The Birth of the “Neanderthals”

Library archives reveal the Gibraltar skull’s role in the discovery of our sister species.
The photograph features a large recreated model of a neanderthal.

When first found, “Neanderthal man” remains were thought by some scientists to be from a diseased modern human. However, upon examining the Gibraltar skull, George Busk argued that the Neanderthal skull represented a separate species.

Paul Hudson/Flickr

There it was—exactly the type of clue I was looking for. I was sitting in the library of the Royal College of Surgeons in London, an elegant, high-ceilinged room lined to the rafters with impeccably organized old books, like a frozen set piece from the 19th century. I was there to examine the papers and photographs of George Busk, a man who was once president of the college. Busk spent much of his working life at the Royal College lecturing on biology, and his papers and other materials have resided in the archives since his death in 1886.

I had been flipping through Busk’s photographs of fossils, many of which were of fragmented cave bear bones, when I came upon an image of the Gibraltar Neanderthal skull.
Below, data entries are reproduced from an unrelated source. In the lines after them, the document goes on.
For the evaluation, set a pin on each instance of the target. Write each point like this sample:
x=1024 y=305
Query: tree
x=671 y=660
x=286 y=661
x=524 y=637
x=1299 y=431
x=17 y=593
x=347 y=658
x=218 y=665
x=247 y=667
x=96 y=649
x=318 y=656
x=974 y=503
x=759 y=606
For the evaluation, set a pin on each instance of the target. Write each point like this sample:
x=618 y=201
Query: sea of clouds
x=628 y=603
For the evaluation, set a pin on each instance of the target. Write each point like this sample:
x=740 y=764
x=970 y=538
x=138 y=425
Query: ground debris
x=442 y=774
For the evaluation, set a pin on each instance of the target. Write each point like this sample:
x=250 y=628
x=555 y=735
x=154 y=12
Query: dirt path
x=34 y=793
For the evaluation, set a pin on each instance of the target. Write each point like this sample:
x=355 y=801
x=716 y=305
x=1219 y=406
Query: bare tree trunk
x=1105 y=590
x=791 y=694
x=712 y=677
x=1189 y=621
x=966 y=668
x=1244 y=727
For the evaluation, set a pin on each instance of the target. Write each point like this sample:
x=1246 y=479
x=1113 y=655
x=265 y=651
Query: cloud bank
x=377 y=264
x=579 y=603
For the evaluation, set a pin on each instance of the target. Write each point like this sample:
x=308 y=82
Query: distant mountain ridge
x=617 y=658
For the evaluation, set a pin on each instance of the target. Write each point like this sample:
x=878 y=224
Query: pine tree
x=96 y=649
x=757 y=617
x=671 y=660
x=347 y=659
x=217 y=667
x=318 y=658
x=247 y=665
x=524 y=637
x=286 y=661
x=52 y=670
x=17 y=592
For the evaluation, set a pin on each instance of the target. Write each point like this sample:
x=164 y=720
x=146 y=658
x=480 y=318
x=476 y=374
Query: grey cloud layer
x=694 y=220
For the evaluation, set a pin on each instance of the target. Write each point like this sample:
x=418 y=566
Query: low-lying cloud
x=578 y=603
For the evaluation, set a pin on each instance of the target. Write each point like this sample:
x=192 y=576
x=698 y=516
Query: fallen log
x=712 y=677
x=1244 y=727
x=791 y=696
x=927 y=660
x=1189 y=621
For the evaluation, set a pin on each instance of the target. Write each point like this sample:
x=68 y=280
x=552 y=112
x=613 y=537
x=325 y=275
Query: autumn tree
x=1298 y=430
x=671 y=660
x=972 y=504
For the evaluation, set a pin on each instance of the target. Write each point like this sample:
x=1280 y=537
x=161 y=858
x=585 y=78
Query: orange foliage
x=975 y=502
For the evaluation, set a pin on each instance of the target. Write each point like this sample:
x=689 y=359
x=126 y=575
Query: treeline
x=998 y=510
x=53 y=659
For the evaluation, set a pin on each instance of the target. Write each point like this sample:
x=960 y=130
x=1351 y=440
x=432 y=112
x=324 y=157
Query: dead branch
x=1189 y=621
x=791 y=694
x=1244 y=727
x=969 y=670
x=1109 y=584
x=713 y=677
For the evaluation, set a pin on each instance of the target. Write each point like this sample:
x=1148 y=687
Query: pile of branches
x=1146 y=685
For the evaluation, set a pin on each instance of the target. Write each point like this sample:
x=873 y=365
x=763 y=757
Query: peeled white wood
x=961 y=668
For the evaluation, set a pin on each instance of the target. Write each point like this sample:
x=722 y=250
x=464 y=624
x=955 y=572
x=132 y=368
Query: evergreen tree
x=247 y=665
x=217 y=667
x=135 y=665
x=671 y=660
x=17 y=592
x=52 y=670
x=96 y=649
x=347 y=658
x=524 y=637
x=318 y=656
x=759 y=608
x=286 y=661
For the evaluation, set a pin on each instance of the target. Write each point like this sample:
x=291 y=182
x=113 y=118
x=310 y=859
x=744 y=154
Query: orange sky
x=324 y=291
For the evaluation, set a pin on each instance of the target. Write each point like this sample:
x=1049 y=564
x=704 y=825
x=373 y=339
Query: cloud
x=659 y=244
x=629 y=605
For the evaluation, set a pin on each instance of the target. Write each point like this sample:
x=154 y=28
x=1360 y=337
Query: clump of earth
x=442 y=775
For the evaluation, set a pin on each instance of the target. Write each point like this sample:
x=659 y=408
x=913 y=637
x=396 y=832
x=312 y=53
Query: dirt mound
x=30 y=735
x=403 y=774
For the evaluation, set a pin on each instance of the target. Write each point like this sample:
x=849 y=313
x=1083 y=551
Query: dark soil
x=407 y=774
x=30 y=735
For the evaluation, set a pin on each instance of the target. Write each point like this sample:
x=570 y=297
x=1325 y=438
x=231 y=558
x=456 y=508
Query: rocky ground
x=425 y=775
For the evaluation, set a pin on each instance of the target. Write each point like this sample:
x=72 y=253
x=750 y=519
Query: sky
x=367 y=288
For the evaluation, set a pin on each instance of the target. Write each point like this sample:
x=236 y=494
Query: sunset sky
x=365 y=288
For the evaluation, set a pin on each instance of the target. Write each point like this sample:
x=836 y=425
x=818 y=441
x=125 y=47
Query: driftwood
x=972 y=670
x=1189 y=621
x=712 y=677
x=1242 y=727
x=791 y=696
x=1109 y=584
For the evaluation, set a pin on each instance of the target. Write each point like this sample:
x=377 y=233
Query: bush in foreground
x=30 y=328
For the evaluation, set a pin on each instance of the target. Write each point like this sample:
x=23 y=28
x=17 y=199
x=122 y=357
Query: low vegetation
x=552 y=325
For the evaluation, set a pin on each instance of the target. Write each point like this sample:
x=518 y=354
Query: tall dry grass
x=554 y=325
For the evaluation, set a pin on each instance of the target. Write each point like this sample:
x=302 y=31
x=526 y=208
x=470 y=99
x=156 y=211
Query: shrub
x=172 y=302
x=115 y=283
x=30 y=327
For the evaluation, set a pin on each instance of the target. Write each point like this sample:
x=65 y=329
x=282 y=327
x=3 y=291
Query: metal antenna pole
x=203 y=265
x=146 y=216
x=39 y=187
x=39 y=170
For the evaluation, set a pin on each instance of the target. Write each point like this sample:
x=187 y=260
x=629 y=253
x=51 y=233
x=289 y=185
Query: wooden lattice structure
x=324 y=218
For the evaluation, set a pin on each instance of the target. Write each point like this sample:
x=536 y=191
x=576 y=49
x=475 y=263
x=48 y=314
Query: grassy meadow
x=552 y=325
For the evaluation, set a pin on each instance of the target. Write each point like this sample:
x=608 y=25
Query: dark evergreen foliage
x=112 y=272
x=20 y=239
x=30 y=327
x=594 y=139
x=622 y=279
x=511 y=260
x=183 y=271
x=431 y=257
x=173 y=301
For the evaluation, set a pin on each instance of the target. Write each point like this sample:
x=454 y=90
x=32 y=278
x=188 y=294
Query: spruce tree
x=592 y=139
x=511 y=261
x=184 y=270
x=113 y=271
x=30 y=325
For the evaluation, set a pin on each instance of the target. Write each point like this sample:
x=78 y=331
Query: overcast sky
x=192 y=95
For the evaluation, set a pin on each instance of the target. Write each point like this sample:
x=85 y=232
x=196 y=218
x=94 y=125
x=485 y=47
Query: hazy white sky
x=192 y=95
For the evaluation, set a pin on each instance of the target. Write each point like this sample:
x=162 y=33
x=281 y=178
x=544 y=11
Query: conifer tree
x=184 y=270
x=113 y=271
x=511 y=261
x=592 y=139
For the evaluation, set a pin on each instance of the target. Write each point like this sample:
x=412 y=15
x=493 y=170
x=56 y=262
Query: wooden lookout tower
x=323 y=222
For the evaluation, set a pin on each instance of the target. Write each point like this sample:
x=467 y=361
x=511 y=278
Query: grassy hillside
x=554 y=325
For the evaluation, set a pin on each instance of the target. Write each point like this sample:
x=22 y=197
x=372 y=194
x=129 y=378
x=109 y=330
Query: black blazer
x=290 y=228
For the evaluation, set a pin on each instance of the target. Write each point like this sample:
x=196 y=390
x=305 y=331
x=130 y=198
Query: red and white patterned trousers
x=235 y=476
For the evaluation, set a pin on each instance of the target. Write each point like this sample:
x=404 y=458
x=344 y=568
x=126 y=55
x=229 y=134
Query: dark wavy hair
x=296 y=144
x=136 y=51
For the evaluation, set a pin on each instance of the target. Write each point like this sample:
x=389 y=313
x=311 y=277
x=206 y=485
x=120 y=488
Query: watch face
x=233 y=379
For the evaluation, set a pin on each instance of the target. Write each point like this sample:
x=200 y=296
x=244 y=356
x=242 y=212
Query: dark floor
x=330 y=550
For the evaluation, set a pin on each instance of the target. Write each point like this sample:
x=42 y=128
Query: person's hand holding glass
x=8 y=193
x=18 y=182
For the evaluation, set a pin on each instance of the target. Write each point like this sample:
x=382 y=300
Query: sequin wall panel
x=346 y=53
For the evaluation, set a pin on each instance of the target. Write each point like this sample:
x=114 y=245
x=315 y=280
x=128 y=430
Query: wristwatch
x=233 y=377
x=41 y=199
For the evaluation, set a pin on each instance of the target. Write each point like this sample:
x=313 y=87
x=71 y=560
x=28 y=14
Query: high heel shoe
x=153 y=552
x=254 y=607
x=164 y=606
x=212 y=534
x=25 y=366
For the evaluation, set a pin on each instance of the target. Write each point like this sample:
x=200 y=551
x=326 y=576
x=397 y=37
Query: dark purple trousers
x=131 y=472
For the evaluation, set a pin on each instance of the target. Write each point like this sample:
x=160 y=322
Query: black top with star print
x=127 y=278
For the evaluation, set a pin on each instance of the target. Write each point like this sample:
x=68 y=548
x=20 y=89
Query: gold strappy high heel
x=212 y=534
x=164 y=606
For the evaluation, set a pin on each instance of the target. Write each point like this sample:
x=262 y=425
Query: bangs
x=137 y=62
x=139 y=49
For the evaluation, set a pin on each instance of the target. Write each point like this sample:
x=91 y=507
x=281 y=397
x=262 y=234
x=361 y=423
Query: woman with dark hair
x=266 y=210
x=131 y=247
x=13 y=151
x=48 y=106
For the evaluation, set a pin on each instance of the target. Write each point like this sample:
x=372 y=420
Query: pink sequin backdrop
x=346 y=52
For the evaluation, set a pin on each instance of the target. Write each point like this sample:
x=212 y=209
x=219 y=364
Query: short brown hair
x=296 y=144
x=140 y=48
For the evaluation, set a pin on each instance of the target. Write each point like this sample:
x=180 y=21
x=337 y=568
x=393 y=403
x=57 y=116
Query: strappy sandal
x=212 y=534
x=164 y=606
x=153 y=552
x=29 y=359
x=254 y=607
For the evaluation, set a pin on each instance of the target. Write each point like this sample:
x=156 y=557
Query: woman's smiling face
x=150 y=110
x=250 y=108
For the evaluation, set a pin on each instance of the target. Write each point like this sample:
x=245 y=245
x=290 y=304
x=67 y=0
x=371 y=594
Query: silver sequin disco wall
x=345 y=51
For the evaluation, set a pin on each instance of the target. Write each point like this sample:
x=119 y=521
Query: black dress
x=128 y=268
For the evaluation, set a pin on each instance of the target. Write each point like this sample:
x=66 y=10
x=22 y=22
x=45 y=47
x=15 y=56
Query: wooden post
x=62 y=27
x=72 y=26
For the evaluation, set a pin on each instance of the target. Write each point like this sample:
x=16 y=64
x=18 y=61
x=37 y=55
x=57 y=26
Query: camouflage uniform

Its large, hollow eye sockets stared up at me. Without thinking, I raised the photo toward my face for closer examination. It was then that a voice from across the room brought me back to reality, reminding me that photos must be kept on the table. These precious images are not to be held or breathed upon. I carefully placed the picture back on the table and continued to stare at it in awe.

In addition to being a surgeon, a lecturer, and a photographer of cave bear remains, Busk was the man who first introduced Neanderthals to the English-speaking world. The photograph that made me gasp had likely been taken in 1864, when Busk was most engaged in describing the skull. It captivated me not simply because it was a beautiful shot, but also because it was evidence of an important moment in the story of scholarship on Neanderthals. The Gibraltar skull had appeared as a crucial piece of evidence at precisely the moment when scientists were first attempting to discern what a Neanderthal was.

In 1856, a fossilized skull had been found in the Neander Valley in Germany, and it soon ended up in the hands of the well-regarded German anatomist Hermann Schaaffhausen. The skull looked vaguely human, with a big brain, but also different, somewhat apelike. In order to explain this peculiar skull, which became known as the “Neanderthal man,” many scientists argued that it was merely a diseased idiot who died in a cave. Others maintained that it was truly something novel—a new, humanlike creature never seen before. Busk brought the debate from Germany to the United Kingdom by translating Schaaffhausen’s scholarly paper about the fossil into English, adding his own comments to the translation. He recognized that settling the debate would require more evidence. More fossils needed to be discovered.

The Gibraltar skull signaled that the Neanderthal man remains were not an aberration, but it raised more questions than it answered.

Royal College of Surgeons of England

An answer to Busk’s call appeared almost immediately in the form of the Gibraltar skull. Originally found in 1848, the skull had been sitting in a library cupboard, collecting dust, for over a decade—until Busk’s call to action moved someone to send it to him. The fossil was strikingly similar to the Neander specimen, making it the key to settling the debate. Recognizing the fossil’s significance, Busk quickly published a paper arguing that the Neander fossil was not a “mere individual peculiarity” but instead a new type of creature whose range once stretched “from the Rhine to the Pillars of Hercules.”

The story of Busk and the Gibraltar Neanderthal zeros in on the moment when scientists first recognized that Neanderthals were something unique. The nature and meaning of the discovery—a new species perhaps, or a new variety of human—were still open. But thanks to the Gibraltar skull, scientists had determined that these creatures were not simply unhealthy humans: They were something worth paying close attention to.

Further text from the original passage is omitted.